In 2015 heeft het kabinet Rutte-2 de Jeugdzorg gedecentraliseerd naar de gemeenten na eerst een forse hap genomen te hebben uit het beschikbare budget. Bijna dagelijks kunnen we in de media horen en lezen over problemen in de Jeugdzorg: te weinig geld, wachtlijsten, op winst loerende zorgondernemers en last but not least jongeren die niet de hulp en ondersteuning krijgen die zij zo nodig hebben. Binnen die context bereidt de gemeente Haarlem (D66-wethouder Botter) samen met de andere gemeenten in Zuid-Kennemerland en IJmond de nieuwe aanbesteding voor, oorspronkelijk ingaande per 1 januari 2022, maar inmiddels minstens een half jaar uitgesteld. Voor Haarlem alleen al gaat het daarbij om een bedrag van ruim 300 miljoen euro voor een periode van negen jaar!
De tot nu toe aan de Raad gestuurde stukken geven de fractie nog niet het vertrouwen dat we daarmee op de goede weg zijn. Geen goede analyse van de problematiek van de doelgroep (de jongeren), geen goed beeld van het bestaande aanbod, geen adequate beschrijving van het te voeren beleid (inclusief de zo gewenste verschuiving naar meer preventie), een nauwelijks onderbouwde voorkeur om in zee te gaan met slechts een zeer beperkt aantal zogeheten strategische partners en een tot op heden in mist gehuld bekostigingsmodel.

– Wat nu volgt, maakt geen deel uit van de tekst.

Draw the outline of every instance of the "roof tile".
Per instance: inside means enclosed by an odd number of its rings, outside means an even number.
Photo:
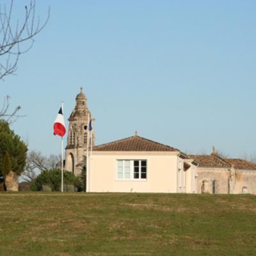
[[[93,150],[94,151],[180,151],[179,149],[138,135],[95,146]]]

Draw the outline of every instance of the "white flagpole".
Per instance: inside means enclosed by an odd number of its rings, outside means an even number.
[[[63,102],[61,101],[62,114],[63,114]],[[63,192],[63,137],[61,137],[61,192]]]
[[[86,148],[86,192],[89,191],[89,122],[90,115],[87,115],[87,148]]]

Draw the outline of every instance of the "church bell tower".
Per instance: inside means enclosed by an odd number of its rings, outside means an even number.
[[[66,147],[65,170],[79,175],[86,163],[87,148],[90,148],[90,140],[88,141],[88,118],[92,119],[87,106],[87,99],[81,92],[76,98],[76,107],[68,118],[68,133]],[[91,131],[92,143],[94,145],[94,129]],[[88,144],[88,147],[87,147]]]

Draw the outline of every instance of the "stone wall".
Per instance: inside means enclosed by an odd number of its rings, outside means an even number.
[[[230,172],[227,168],[197,169],[197,193],[210,193],[213,192],[213,182],[215,180],[215,193],[228,193],[228,179]]]
[[[256,170],[198,168],[197,173],[198,193],[212,194],[216,180],[216,194],[256,195]]]
[[[256,195],[256,170],[238,170],[236,179],[234,194]]]

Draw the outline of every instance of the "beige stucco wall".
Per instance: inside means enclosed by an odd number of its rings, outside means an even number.
[[[212,181],[216,180],[216,194],[227,194],[228,193],[228,179],[230,177],[228,168],[197,168],[197,193],[202,193],[203,180],[207,182],[205,192],[212,193]]]
[[[177,154],[170,155],[169,152],[93,152],[90,159],[89,191],[177,193],[178,159]],[[118,180],[118,159],[147,160],[147,179]]]

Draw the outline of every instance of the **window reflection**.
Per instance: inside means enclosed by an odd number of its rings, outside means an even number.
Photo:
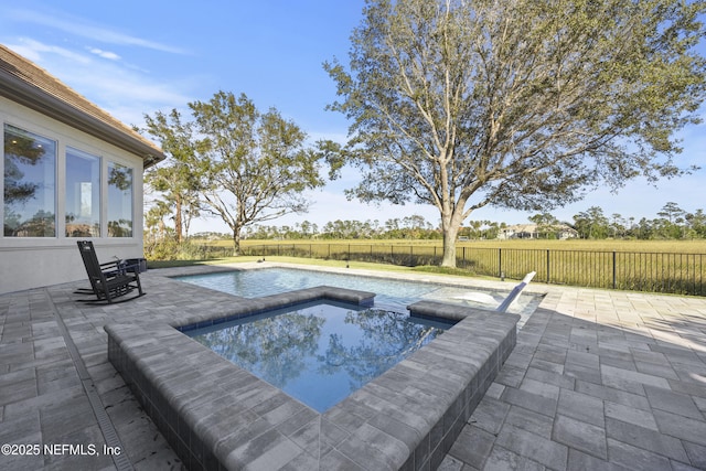
[[[66,149],[66,237],[100,236],[100,159]]]
[[[56,143],[4,125],[3,234],[54,237]]]
[[[108,163],[108,237],[132,237],[132,169]]]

Kortom, volgens de fractie reden voor een pas op de plaats om deze omvangrijke aanbesteding inhoudelijk en procedureel veel beter voor te bereiden waarbij de hulp van externe deskundigen en de Jeugdautoriteit ingeroepen zou moeten worden. Bovendien zou wat ons betreft, anders dan het College wil, de Raad het laatste woord moeten hebben.
Om dit te bereiken dienden wij samen met de ChristenUnie, de Actiepartij, de SP en Trots Haarlem in de Raadsvergadering van 6 april 2021 een motie in. Helaas heeft deze het niet gehaald. Wel is er een duidelijk signaal mee afgegeven en vormt deze motie voor onze fractie het markeringspunt voor het meer dan gemiddeld kritisch volgen van het College op dit onderwerp. Het gaat tenslotte om onze Jeugd!